Police were called to the Oakland Avenue home for code and zoning issues when they found the animals living in deplorable conditions. RISPCA President Joe Warzycha said several dogs, cats, ferrets, birds, hamsters and mice were removed from the home.

Senior Services is now helping the couple find temporary housing after their home was condemned by a building inspector, according to police.

Three dogs were also seized by animal control officers at Slater Park Wednesday afternoon after a group of dog owners realized the dogs did not belong to anyone there. Eyewitness News was there as officers removed the dogs from the park.

According to the RISPCA, a friend of the elderly residents offered to take the dogs to the shelter but when he noticed the facility was closed, he decided to let the dogs loose in the dog park.

Warzycha said the owners willingly relinquished all of the animals. Since this is a case of animal hoarding, he said the couple will not face charges but they will not be able to get back any of their previous pets.

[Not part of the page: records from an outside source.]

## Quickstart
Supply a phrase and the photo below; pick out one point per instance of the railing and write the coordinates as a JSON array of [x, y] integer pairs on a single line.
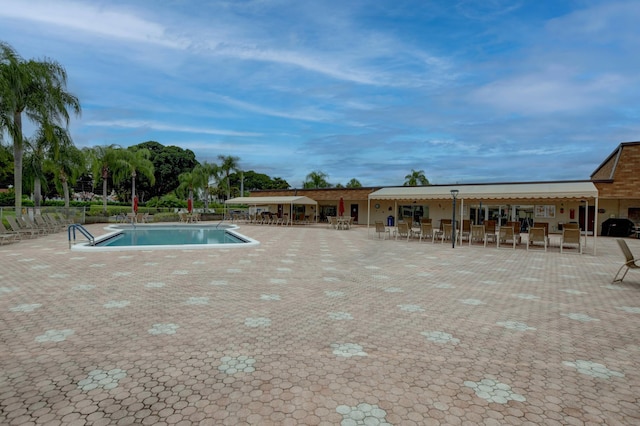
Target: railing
[[82, 230]]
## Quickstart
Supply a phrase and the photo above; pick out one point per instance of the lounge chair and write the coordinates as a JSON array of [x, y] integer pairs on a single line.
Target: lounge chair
[[32, 233], [381, 229], [26, 223], [571, 236], [537, 235], [629, 263], [402, 231], [506, 234], [7, 235], [53, 223]]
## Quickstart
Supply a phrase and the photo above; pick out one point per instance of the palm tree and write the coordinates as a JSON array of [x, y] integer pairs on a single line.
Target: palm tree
[[103, 159], [44, 151], [68, 163], [188, 181], [316, 179], [354, 183], [132, 162], [33, 165], [227, 165], [415, 178], [204, 173], [37, 89]]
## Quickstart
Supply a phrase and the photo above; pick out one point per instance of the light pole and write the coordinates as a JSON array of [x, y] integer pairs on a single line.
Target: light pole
[[454, 195]]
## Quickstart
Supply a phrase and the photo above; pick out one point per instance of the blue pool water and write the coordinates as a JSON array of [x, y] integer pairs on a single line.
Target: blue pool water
[[161, 236], [146, 237]]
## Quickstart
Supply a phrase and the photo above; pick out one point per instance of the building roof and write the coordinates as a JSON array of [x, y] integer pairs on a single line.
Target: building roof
[[607, 169], [505, 191], [263, 201]]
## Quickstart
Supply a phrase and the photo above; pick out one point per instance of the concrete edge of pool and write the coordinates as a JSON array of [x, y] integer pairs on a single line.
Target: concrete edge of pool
[[115, 229]]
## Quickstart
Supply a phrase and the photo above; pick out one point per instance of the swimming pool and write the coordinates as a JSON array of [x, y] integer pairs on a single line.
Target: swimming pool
[[159, 237]]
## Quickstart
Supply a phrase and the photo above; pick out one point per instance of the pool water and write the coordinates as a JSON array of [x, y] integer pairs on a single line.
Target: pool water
[[160, 236], [147, 237]]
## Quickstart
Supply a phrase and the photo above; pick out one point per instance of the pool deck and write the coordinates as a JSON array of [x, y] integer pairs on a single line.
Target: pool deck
[[318, 326]]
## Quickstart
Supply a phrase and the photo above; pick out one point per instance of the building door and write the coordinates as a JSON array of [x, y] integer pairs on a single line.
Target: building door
[[591, 219], [354, 212]]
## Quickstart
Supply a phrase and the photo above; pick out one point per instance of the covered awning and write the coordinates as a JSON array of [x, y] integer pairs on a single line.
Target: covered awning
[[529, 192], [275, 200], [263, 201], [504, 191]]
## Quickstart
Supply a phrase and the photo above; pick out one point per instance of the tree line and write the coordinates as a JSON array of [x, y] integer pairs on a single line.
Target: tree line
[[49, 162]]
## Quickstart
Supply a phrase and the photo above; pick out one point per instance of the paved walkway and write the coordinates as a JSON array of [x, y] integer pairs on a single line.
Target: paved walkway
[[317, 326]]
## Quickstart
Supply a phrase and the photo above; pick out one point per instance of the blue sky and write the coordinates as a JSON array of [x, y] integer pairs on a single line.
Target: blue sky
[[467, 91]]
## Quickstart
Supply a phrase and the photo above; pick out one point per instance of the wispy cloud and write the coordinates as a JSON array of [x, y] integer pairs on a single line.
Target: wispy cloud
[[144, 124], [93, 19], [465, 90]]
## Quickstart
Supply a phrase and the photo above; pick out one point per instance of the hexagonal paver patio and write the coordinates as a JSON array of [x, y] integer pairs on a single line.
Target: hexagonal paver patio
[[317, 326]]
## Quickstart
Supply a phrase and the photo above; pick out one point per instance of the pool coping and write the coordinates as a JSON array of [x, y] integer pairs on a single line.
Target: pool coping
[[115, 228]]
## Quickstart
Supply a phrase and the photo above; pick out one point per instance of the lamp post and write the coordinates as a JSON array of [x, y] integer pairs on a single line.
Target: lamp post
[[454, 195]]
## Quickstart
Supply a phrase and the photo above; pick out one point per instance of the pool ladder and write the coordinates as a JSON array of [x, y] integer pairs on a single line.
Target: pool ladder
[[82, 230]]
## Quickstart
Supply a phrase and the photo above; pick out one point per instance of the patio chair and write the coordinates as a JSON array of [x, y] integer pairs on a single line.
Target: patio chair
[[506, 234], [537, 235], [402, 231], [490, 232], [426, 231], [630, 262], [447, 232], [516, 230], [477, 234], [465, 233], [333, 222], [381, 229], [571, 236]]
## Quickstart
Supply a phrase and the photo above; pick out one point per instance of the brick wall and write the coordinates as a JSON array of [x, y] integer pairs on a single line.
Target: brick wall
[[626, 178]]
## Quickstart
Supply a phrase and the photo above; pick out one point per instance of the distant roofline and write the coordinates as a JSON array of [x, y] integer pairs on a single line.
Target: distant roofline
[[615, 152], [436, 185]]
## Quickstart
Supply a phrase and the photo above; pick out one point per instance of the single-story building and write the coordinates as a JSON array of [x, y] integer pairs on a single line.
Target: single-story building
[[612, 191]]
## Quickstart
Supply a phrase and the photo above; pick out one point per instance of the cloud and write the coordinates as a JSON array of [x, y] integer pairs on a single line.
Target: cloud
[[90, 18], [151, 125]]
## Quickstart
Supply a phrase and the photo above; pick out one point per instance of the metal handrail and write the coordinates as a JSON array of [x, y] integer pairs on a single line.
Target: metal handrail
[[82, 230]]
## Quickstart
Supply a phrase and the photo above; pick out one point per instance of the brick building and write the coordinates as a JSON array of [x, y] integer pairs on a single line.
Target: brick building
[[618, 183]]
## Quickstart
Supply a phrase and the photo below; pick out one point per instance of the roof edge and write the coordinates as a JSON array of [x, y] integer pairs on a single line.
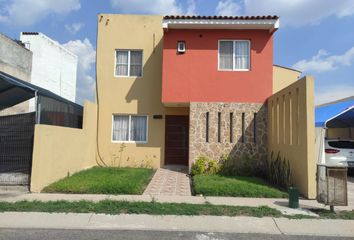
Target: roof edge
[[270, 17], [288, 68]]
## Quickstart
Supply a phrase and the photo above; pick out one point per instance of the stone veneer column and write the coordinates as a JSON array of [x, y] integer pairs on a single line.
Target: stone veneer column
[[214, 149]]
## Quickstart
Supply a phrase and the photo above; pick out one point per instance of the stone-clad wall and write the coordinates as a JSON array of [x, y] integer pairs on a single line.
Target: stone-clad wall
[[214, 149]]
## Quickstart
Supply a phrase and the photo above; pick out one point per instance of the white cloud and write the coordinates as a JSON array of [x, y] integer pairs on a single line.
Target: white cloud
[[300, 12], [323, 61], [86, 62], [74, 27], [334, 93], [27, 12], [228, 8], [148, 6]]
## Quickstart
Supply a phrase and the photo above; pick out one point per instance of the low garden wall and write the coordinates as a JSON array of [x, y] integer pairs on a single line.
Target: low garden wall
[[61, 151]]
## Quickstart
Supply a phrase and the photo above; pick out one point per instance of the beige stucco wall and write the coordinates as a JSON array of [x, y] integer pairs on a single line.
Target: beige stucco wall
[[131, 95], [283, 77], [59, 151], [292, 132]]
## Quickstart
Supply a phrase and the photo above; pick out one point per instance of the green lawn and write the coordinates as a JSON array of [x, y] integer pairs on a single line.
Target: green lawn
[[216, 185], [104, 180], [152, 208]]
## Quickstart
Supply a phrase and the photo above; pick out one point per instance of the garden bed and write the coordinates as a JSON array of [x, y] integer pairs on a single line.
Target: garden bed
[[217, 185], [104, 180]]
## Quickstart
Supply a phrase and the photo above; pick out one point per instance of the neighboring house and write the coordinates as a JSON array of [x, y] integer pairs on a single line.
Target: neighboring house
[[41, 61], [54, 67], [15, 60], [174, 88]]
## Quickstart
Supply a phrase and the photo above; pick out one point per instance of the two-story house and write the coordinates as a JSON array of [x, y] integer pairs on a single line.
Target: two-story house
[[170, 89]]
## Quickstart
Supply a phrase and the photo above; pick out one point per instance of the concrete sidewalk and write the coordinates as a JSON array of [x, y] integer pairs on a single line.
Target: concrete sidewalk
[[278, 203], [343, 228]]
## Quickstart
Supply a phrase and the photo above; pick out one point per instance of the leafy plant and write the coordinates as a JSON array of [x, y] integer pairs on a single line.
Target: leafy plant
[[205, 165], [239, 166], [279, 172]]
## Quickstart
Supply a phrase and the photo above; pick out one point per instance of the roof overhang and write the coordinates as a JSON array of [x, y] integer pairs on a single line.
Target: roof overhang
[[257, 24]]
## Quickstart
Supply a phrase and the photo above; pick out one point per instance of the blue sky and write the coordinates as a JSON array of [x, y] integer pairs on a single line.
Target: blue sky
[[316, 36]]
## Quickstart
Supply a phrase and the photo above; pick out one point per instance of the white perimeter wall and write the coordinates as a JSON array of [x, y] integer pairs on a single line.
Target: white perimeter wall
[[53, 67]]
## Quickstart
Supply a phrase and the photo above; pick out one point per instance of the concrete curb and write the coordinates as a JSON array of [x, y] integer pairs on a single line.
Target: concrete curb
[[343, 228], [279, 204]]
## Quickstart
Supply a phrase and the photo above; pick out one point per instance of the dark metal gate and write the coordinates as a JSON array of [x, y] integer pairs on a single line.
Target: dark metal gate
[[16, 147]]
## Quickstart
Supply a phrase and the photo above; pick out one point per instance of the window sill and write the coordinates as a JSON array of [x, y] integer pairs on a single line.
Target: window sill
[[130, 142], [234, 70], [121, 76]]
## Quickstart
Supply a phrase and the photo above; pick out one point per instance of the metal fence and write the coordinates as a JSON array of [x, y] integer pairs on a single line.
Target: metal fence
[[16, 147]]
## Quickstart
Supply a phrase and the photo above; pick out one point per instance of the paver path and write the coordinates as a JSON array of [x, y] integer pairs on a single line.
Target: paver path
[[169, 181]]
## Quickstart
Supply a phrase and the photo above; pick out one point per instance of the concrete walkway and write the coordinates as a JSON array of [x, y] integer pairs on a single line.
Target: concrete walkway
[[169, 181], [343, 228]]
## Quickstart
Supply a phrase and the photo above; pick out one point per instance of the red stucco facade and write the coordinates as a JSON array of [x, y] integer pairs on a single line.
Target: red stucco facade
[[194, 75]]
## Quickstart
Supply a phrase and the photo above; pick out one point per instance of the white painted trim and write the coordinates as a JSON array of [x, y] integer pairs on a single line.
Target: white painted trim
[[233, 56], [115, 63], [129, 126], [221, 23]]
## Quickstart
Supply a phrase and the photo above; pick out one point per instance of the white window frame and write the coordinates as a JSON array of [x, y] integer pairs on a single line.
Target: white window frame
[[181, 44], [233, 55], [128, 75], [129, 128]]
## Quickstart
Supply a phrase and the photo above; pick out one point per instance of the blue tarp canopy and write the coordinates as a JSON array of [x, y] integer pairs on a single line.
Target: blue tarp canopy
[[14, 91], [336, 115]]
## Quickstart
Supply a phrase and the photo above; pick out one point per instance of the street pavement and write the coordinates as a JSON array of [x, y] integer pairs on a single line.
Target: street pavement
[[56, 234], [137, 222]]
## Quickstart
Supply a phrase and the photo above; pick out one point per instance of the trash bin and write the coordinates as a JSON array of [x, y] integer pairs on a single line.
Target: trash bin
[[293, 197]]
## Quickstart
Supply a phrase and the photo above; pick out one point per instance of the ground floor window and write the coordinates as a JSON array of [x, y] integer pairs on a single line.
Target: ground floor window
[[129, 128]]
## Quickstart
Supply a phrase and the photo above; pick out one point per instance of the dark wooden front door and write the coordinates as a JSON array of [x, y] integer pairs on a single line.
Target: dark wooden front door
[[177, 140]]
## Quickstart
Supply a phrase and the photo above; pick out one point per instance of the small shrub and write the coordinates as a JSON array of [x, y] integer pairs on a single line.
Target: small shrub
[[205, 165], [279, 171], [199, 166], [239, 166]]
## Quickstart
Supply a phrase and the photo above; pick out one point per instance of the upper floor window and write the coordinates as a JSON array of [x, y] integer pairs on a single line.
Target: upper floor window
[[129, 128], [129, 63], [234, 55]]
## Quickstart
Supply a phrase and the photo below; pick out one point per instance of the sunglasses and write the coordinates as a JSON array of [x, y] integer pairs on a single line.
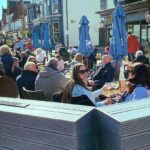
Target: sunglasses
[[83, 71]]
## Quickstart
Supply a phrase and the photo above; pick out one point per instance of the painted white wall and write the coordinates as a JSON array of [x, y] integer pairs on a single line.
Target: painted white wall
[[110, 4], [76, 9]]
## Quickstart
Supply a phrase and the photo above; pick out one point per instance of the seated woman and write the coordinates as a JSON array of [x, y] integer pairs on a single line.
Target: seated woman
[[78, 86], [78, 58], [138, 84], [139, 57]]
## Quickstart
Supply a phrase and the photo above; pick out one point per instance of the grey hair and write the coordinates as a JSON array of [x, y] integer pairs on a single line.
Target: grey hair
[[53, 62]]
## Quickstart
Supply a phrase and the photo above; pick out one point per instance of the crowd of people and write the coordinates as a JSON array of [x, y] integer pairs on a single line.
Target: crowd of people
[[21, 64]]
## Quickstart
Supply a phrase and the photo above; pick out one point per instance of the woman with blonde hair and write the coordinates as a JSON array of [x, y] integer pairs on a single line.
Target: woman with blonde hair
[[6, 59], [78, 58]]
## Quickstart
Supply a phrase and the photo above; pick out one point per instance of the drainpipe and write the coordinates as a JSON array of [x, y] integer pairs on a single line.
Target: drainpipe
[[67, 24]]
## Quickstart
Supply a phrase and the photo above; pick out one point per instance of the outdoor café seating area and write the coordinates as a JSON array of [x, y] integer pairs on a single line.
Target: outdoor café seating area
[[34, 125]]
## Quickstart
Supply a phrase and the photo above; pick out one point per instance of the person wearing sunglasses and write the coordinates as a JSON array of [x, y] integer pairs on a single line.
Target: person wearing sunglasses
[[78, 86], [138, 84]]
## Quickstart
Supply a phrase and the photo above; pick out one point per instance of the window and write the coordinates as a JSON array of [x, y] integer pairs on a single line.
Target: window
[[56, 33], [103, 4], [54, 6]]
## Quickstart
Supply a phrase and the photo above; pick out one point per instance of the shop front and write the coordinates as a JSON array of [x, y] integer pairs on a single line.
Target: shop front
[[136, 22]]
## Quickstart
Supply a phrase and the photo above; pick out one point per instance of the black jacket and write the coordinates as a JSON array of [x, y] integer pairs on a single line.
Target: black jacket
[[27, 80]]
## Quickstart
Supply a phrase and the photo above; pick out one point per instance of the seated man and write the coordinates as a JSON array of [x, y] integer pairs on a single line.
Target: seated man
[[104, 73], [139, 57], [27, 77], [50, 80]]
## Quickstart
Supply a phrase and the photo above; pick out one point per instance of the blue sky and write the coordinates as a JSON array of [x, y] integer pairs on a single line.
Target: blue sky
[[4, 4]]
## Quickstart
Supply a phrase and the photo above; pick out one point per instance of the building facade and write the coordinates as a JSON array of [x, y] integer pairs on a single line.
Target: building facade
[[14, 18], [63, 17], [136, 22]]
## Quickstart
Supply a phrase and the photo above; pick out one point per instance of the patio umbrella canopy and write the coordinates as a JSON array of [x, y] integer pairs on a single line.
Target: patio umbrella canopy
[[85, 45], [45, 37], [35, 37], [118, 44]]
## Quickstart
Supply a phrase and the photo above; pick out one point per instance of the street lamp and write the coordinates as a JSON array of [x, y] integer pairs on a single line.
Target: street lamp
[[102, 24]]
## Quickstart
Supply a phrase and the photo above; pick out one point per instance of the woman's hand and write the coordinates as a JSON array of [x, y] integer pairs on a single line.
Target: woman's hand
[[90, 82], [108, 101]]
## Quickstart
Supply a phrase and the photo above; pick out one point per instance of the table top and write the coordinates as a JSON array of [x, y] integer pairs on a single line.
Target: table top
[[111, 90]]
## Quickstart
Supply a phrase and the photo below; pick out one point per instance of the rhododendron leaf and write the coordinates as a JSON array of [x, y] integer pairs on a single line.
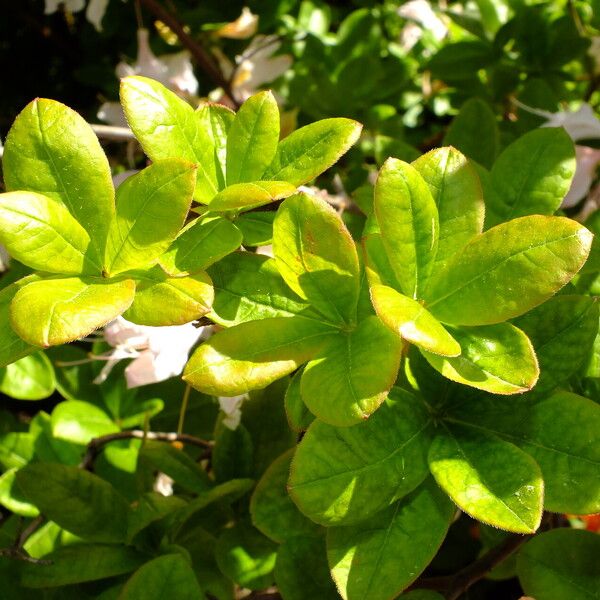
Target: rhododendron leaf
[[168, 127], [246, 556], [79, 422], [161, 300], [151, 209], [496, 358], [200, 244], [30, 378], [562, 563], [562, 331], [42, 234], [297, 413], [253, 138], [256, 227], [68, 565], [474, 131], [216, 120], [352, 374], [249, 287], [456, 190], [490, 479], [344, 475], [254, 354], [12, 347], [412, 322], [382, 555], [531, 177], [160, 576], [316, 256], [53, 151], [298, 557], [244, 196], [56, 311], [508, 270], [409, 224], [77, 500], [273, 512], [560, 432], [312, 149]]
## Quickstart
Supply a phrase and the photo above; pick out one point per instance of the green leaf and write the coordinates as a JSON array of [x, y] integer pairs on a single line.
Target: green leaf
[[412, 322], [298, 415], [532, 176], [51, 150], [488, 478], [256, 227], [30, 378], [199, 245], [253, 138], [343, 475], [161, 300], [496, 358], [216, 120], [150, 508], [301, 571], [272, 510], [79, 422], [474, 132], [12, 498], [381, 556], [508, 270], [42, 234], [12, 347], [151, 209], [352, 374], [79, 563], [408, 219], [248, 287], [562, 331], [56, 311], [246, 556], [316, 256], [559, 432], [312, 149], [78, 501], [252, 355], [168, 127], [244, 196], [176, 464], [559, 564], [160, 577], [456, 190]]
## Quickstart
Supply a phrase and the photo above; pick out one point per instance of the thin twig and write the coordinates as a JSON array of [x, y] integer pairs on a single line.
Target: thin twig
[[453, 586], [201, 56], [97, 444]]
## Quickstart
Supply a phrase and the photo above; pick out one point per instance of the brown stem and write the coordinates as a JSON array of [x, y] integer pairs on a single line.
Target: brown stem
[[95, 446], [453, 586], [201, 56]]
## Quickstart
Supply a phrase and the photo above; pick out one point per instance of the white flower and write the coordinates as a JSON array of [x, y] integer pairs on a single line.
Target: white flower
[[424, 19], [256, 66], [243, 27], [581, 124], [158, 352], [232, 407], [585, 173], [175, 71]]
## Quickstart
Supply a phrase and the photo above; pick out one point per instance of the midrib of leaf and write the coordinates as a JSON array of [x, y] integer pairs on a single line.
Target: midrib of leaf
[[368, 466], [483, 481], [498, 265], [135, 223]]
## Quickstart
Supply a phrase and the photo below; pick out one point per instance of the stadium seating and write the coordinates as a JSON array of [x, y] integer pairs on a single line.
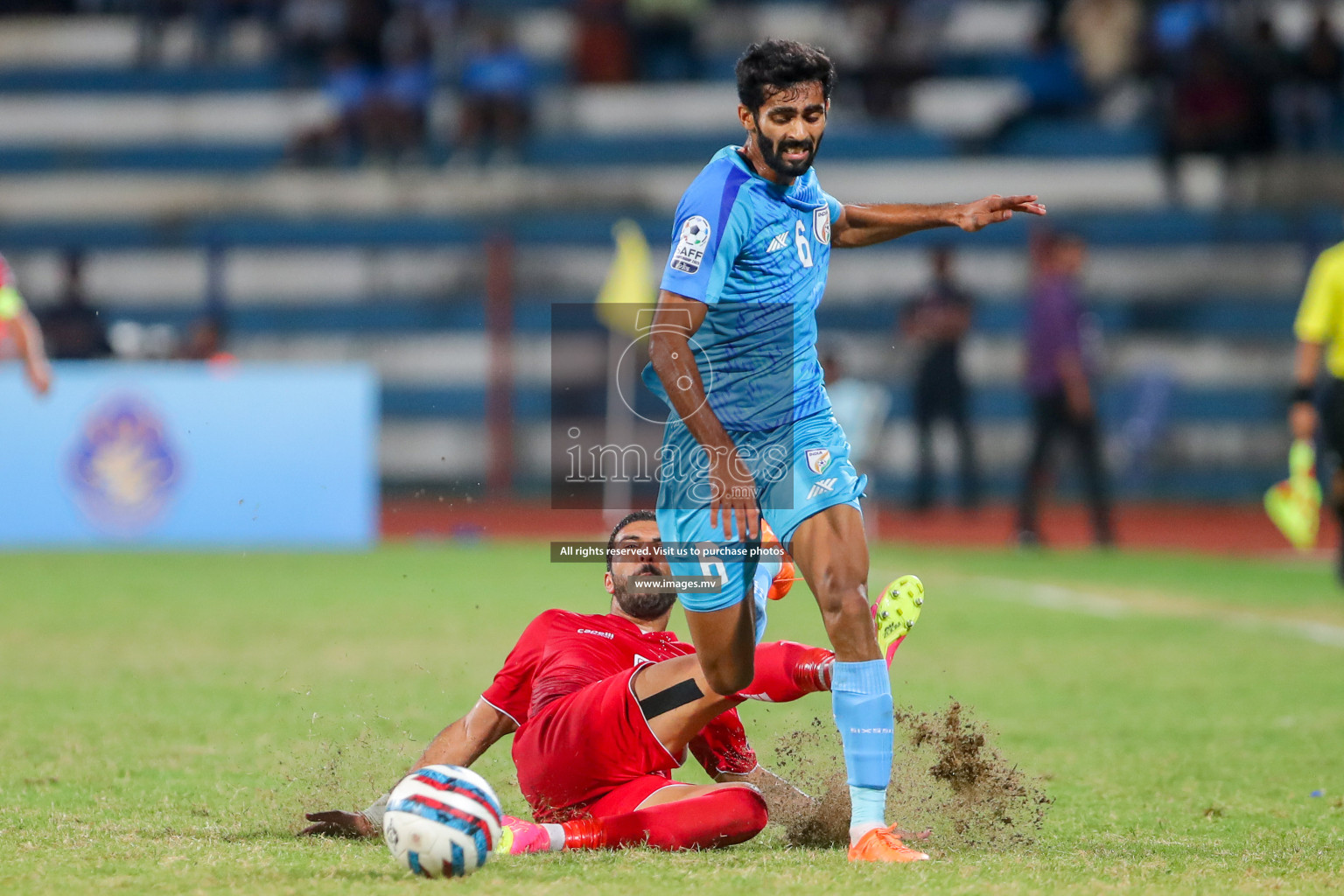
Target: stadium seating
[[173, 182]]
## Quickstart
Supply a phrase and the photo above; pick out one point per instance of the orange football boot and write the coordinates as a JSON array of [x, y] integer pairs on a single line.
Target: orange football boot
[[885, 845]]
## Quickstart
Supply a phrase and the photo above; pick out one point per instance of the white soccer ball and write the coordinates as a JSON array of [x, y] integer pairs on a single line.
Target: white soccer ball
[[443, 821]]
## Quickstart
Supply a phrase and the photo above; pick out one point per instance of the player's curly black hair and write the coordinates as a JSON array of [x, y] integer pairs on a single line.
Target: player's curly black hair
[[637, 516], [777, 65]]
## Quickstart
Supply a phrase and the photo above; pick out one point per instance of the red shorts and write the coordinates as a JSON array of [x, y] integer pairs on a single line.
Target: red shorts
[[591, 752]]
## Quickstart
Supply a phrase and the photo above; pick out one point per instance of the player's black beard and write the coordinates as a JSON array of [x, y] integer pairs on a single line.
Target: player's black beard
[[773, 155], [642, 605]]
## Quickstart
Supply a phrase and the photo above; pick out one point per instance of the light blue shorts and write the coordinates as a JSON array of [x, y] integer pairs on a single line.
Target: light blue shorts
[[800, 471]]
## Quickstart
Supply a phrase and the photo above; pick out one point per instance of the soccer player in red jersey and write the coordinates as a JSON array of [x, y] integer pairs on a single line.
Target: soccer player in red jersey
[[19, 328], [605, 707]]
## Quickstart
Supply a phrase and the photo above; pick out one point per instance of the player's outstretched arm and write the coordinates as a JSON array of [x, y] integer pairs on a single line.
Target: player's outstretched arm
[[863, 225], [732, 489], [461, 743]]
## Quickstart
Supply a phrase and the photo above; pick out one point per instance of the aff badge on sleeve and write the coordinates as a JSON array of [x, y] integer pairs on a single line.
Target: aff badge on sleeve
[[822, 225], [690, 245]]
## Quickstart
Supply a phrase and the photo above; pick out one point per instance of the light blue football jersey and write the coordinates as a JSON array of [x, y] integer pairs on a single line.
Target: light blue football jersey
[[757, 254]]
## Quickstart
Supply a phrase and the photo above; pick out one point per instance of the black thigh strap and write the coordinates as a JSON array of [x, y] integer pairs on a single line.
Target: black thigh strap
[[677, 695]]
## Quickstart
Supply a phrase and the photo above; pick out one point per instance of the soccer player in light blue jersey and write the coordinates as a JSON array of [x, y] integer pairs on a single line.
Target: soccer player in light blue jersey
[[732, 349]]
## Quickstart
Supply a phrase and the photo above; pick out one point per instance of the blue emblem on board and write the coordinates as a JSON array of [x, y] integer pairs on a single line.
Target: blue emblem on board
[[122, 466]]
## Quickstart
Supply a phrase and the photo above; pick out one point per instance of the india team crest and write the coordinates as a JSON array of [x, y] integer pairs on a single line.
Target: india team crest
[[822, 225]]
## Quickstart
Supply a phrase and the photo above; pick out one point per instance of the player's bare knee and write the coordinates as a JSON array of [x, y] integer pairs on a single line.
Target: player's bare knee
[[842, 592]]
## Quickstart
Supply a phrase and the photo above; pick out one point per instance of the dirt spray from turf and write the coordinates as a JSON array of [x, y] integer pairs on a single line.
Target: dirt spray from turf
[[947, 780]]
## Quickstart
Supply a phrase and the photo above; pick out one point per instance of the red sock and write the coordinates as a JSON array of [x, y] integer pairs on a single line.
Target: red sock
[[719, 818], [785, 670]]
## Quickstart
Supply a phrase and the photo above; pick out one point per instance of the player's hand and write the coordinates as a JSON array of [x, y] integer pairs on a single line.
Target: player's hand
[[990, 210], [1301, 421], [338, 823], [1080, 401], [732, 494]]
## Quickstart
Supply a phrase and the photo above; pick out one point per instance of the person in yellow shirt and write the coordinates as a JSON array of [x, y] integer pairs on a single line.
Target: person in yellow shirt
[[1320, 332], [20, 328]]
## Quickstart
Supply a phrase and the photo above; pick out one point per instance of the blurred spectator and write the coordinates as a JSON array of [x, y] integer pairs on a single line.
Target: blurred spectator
[[602, 52], [20, 336], [937, 323], [347, 85], [74, 331], [1058, 382], [496, 98], [1103, 35], [1051, 78], [365, 24], [1309, 102], [1179, 23], [206, 341], [1211, 109], [664, 38], [894, 49]]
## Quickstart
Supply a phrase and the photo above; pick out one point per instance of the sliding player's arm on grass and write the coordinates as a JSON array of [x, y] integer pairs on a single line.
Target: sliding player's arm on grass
[[864, 225], [460, 743], [732, 489], [499, 712], [727, 757], [1301, 413]]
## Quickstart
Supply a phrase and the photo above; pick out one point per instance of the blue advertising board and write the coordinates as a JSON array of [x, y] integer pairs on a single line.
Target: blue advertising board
[[185, 454]]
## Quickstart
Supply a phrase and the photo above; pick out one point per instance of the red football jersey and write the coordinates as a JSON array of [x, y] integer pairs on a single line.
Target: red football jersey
[[562, 652]]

“The hoarding mentality is not really neglect mentality. It’s more of the need to want to care for these animals,” Warzycha explained. “The situation probably would or could warrant charges but in situations like this, we try to take in all of the circumstances and it just didn’t seem like criminal charges were warranted.”

The RISPCA was able to take in two ferrets but Warzycha said the rest of the animals had to be dispersed between several shelters across the state.

“There’s really no one organization that can handle that number of animals, including us,” he said.

Warzycha said there’s still an undetermined amount of cats that need to be retrieved from the home, which could take several days. He said hoarding investigations take a huge toll on the organization’s resources.

“Sometimes it is a physical endeavor to remove these animals and catch these animals,” he said. “It always strains you mentally. It’s never an easy thing to see.”

The RISPCA requested assistance with removing the animals from the home from surrounding animal control agencies, including North Providence, East Providence, Warwick and Hopkinton Animal Control.